JC – Você tem um pé atrás porque não sabe coo será a recepção do novo livro. Ao mesmo tempo escreve um novo livro, você está buscando uma nova linguagem porque acha que Ao Redor do Escorpião uma Tarântula? foi uma experiência única?

RC – Pode ser. Acho que não. No romance novo que estou escrevendo há muitos caminhos que posso explorar e avançar. Não tenho problema de arriscar na minha criação como tamb+em não tenho problema com a crítica. Não existe no Brasil um raciocínio crítico linear. Cada pessoa escreve o que quer, escreve o que não quer, Se ele sai da USP é um autor preparado para exigir forma e conteúdo. Se ele sai de Pernambuco até outro dia era preparado para exigir a forma, se ele sai de uma universidade do Rio de janeiro ele sai mais preocupado com o sucesso do que com a forma e o conteúdo. Esse é um assunto muito complicado, delicado, até porque não existe um pensamento crítico no Brasil, não tem uma forma, o que pode ser muito bom ou pode ser muito ruim. Particularmente eu gosto assim como está. O que pode acontecer é que se eu caio na mão de um crítico oriundo da USP, eu estou atolado. Se eu pegar um crítico oriundo de Pernambuco, ele vai dizer que eu sou um rei. Se eu pegar um crítico da Universidade Federal do Rio de Janeiro ele vai dizer nem tanto, que eu precisava tomar sol em Copacabana, passar um dia em Ipanema. Enfim, não dá para pensar em crítica. Só tem uma maneira de pensar que é em si mesmo. Você tem que investir, lutar e acreditar no que está fazendo. Então eu fiz uma experiência que eu sei que não é fácil para o leitor, possivelmente eu não vou ter muitos leitores.
 
JC – Em Se um Viajante numa Noite de Inverno, Calvino busca estabelecer um diálogo com o leitor, chamando-o a participar da aventura do romance, uma cumplicidade. Já neste seu novo romance, você provoca o leitor a entrar num jogo de linguagem provocante. Você acha que ele vai entrar neste jogo?
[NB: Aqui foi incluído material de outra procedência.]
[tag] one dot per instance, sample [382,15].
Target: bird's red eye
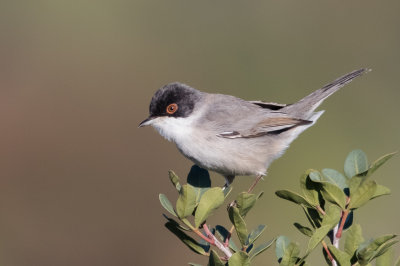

RC – Cada livro é uma obra diferente, que busca uma posição do leitor, uma disposição. Como professor de literatura, eu tenho preocupação com o leitor a partir da teoria da recepção, como escritor não. A obrigação do escritor é construir o leitor e não o leitor construir o autor. Se você constrói o leitor, ele esta preparado sempre para a sua obra. E você terá sempre leitores se você é honesto, sincero com o seu próprio trabalho. Obrigatoriamente envolvido no seu próprio trabalho. E eu tenho a convicção a mais absoluta.

Outro dia eu vi uma frase que me estarreceu, num programa de vestibular, no Contato, quando foram analisar a prova, a professora disse: Todo mundio sabe que Carrero é um autor difícil. Comecei a ri. Se é uma coisa que eu não sou é difícil. Tudo bem, eu trabalho com metáforas, com movimentação de personagem, trabalho muito tecnicamente, isso eu também concordo, mas não sou um autor difícil. Sou até fácil demais. Eu ofereço minhas metáforas e minhas interpretações com enorme facilidade.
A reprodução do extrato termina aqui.